Cuba's Law of National Dignity also provides jail sentences for “anyone who, in a direct or indirect form, collaborates with the enemy's media.” You'll note that whenever CNN, ABC, PBS or NBC interviews a Cuban man-on-the-street, the interviewee has always “requested that we not use his last name.” Outside of
regime apparatchiks and pampered tourists, the “Law of National Dignity” has made Cuba a nation of first names, at least as reported by the media.
SICKO
SICKENS CUBAN DISSIDENTS
The Cuban hospitals showcased by Michael Moore exclusively serve rich foreigners and high Communist party officials. Watching Moore reading from Castro's cue-cards by claiming these hospitals served average Cubans, knowing this propaganda would be spread worldwide and swallowed by many if not most, was more than many Cubans could stomach.
So, at enormous risk, two hours of shocking, often revolting, footage was obtained with tiny hidden cameras and smuggled out of Cuba by diplomatic pouch. The man who assumed most of this risk was Cuban dissident Dr. Darsi Ferrer, himself a medical doctor, who also talked on camera, narrating many of the video's revelations. Dr Ferrer worked in the real Cuban hospitals daily, witnessing the truth. More important, he wasn't cowed from revealing this truth to America and the world.
Alas, with the videos finally in their hands, ABC started getting cold feet. The “20/20” segment kept getting smaller and smaller. The impending explosion made a Havana press bureau seem that much more precious, especially to ABC whose Havana staff, as mentioned, had already whimpered their objections to the health-care expose.
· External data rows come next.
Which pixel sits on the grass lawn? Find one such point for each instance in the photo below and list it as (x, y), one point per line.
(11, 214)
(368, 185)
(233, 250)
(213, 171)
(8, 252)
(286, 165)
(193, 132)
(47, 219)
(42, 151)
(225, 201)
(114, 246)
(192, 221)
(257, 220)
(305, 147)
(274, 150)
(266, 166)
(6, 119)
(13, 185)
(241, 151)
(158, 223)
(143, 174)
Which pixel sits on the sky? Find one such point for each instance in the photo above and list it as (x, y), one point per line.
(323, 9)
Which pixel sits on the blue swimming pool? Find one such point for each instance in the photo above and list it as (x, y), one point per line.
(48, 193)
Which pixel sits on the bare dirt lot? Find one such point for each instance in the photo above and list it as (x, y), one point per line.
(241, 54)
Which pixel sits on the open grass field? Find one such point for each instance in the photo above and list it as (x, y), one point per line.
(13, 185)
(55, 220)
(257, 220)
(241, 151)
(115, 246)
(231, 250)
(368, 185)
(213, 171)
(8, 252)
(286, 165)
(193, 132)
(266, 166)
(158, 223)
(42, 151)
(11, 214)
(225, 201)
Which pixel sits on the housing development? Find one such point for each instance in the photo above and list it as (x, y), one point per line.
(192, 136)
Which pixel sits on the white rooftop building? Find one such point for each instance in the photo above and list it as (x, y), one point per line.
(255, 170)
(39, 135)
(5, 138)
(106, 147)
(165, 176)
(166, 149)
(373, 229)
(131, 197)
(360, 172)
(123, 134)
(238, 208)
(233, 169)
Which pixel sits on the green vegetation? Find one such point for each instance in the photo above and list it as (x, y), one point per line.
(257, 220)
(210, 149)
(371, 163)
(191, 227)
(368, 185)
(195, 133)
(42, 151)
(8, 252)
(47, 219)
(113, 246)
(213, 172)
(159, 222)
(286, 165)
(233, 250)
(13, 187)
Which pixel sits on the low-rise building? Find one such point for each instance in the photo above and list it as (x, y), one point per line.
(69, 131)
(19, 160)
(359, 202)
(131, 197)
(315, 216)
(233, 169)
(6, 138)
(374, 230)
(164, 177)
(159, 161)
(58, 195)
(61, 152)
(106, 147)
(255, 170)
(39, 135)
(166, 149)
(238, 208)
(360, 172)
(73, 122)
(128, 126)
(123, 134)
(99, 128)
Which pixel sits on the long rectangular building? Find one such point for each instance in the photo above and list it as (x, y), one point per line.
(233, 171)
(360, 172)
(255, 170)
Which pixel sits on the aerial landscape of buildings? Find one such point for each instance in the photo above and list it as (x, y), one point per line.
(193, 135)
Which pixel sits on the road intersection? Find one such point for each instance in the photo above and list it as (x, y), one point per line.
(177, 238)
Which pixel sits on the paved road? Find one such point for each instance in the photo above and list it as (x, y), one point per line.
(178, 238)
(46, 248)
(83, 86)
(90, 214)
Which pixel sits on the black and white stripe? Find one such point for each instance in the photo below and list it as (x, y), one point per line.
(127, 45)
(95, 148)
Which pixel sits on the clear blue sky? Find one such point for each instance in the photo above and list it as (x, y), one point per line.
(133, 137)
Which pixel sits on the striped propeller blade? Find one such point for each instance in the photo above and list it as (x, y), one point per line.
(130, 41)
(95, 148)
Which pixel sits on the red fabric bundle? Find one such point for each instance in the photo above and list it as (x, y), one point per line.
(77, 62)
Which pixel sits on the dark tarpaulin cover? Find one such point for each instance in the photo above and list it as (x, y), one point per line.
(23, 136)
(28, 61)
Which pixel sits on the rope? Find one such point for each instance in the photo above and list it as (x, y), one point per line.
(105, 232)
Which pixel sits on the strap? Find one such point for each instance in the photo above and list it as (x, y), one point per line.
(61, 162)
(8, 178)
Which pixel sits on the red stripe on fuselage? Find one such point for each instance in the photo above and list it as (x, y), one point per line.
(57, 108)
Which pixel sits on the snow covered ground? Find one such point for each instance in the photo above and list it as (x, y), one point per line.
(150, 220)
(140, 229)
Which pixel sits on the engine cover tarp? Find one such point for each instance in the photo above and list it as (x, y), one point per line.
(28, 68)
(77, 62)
They were unaware of the smuggled videos but many of their colleagues stateside apparently ”felt their pain.” They knew such a show would not make their Cuban hosts happy.
So more cutting and more paring ensued. On September 12, 2007 “20/20” ended up running a tiny segment on the matter, barely five minutes long and with almost none of the smuggled video footage.
Even so, viewer response was thunderous. “20/20” was deluged with congratulatory e-mails. ABC announced a follow-up show. The Cuban regime followed up also. The Cuban Communist party's central committee called a meeting to discuss the issue, then called in ABC's Havana bureau for talking-to.
Bottom line: John Stossel's follow-up shows on
Sicko
included no mention of Cuba's health-care.
Enter Fox News, and Sean Hannity in particular. After hanging up with George Utset I got on the phone with Fox News and notified them of the smuggled videos. They immediately requested a look. Two days later Hannity's producers were busy editing, translating and subtitling. On October 10, 2007 they ran huge segments of the smuggled videos. Fox viewers saw naked patients covered with flies while lying on hospital beds consisting of a bare mattress. They saw hospital buildings that would be condemned by the health board of any U. S. municipality. They saw and heard Dr. Darsi Ferrer along with other Cubans who described their inability to obtain something as basic as aspirins.
Greed was the motif of Michael Moore's
Sicko
. Among the highlights of the smuggled videos, Fox viewers saw Cubans being told by regime officials that aspirins and other medicines just might be available to them—but only if they paid in U.S. dollars, not the Cuban pesos they held out in desperation.